In PySpark, the DataFrame is an abstraction for datasets that have a regular structure in which each record is a row made up of a set of columns, and each column has a well-defined data type. You can think of a dataframe as the Spark analogue of a table in a relational database. Even though the naming convention might make you think of a pandas.DataFrame object, Spark's DataFrames are a different beast. This is because they represent distributed datasets on a cluster, not local data where every row in the data is stored on the same machine. Although there are similarities in how you use DataFrames and the role they play inside the Spark ecosystem.
The act of creating a DataFrame does not cause any distributed computation to take place on the cluster. Rather, DataFrames define logical datasets that are intermediate steps in a computation. Spark operations on distributed data can be classified into types: transformations and actions. All transformations are evaluated lazily. That is, their results are not computed immediately, but they are recorded as a lineage. This allows Spark to optimize the query plan. Distributed computation occurs upon invoking an action on a DataFrame.
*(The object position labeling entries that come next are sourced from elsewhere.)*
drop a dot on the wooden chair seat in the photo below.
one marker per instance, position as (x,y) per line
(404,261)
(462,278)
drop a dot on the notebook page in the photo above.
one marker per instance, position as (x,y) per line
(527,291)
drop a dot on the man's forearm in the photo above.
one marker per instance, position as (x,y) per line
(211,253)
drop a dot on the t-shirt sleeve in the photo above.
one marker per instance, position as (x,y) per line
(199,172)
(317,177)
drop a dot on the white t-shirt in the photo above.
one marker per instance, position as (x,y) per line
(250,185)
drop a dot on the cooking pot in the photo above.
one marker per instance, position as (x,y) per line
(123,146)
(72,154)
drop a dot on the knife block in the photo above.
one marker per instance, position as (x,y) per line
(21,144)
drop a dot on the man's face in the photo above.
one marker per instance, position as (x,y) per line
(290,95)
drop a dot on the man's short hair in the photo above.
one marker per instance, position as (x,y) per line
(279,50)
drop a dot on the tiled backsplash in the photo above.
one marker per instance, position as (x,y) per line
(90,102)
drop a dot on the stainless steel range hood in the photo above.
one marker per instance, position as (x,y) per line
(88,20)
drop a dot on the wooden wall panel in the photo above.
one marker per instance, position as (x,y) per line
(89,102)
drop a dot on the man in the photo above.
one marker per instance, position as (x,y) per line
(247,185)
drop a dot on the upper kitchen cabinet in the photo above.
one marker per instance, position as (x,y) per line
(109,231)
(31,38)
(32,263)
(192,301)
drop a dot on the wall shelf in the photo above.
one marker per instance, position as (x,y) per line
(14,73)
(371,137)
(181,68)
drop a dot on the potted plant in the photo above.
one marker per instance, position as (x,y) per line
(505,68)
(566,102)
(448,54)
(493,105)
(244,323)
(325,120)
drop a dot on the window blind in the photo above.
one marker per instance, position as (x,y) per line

Spark applications run as independent sets of processes on a cluster or locally. At a high level, a Spark application is comprised of a driver process, a cluster manager, and a set of executor processes. The driver program is the central component and responsible for distributing tasks across executor processes. There will always be just one driver process. When we talk about scaling, we mean increasing the number of executors. The cluster manager simply manages resources. Spark is a distributed, data-parallel compute engine. In the data-parallel model, more data partitions equals more parallelism. Partitioning allows for efficient parallelism. A distributed scheme of breaking up data into chunks or partitions allows Spark executors to process only data that is close to them, minimizing network bandwidth. That is, each executor's core is assigned its own data partition to work on. Remember this whenever a choice related to partitioning comes up. Spark programming starts with a dataset, usually residing in some form of distributed, persistent storage like the Hadoop distributed file system (HDFS) or AWS S3 in a format like Parquet.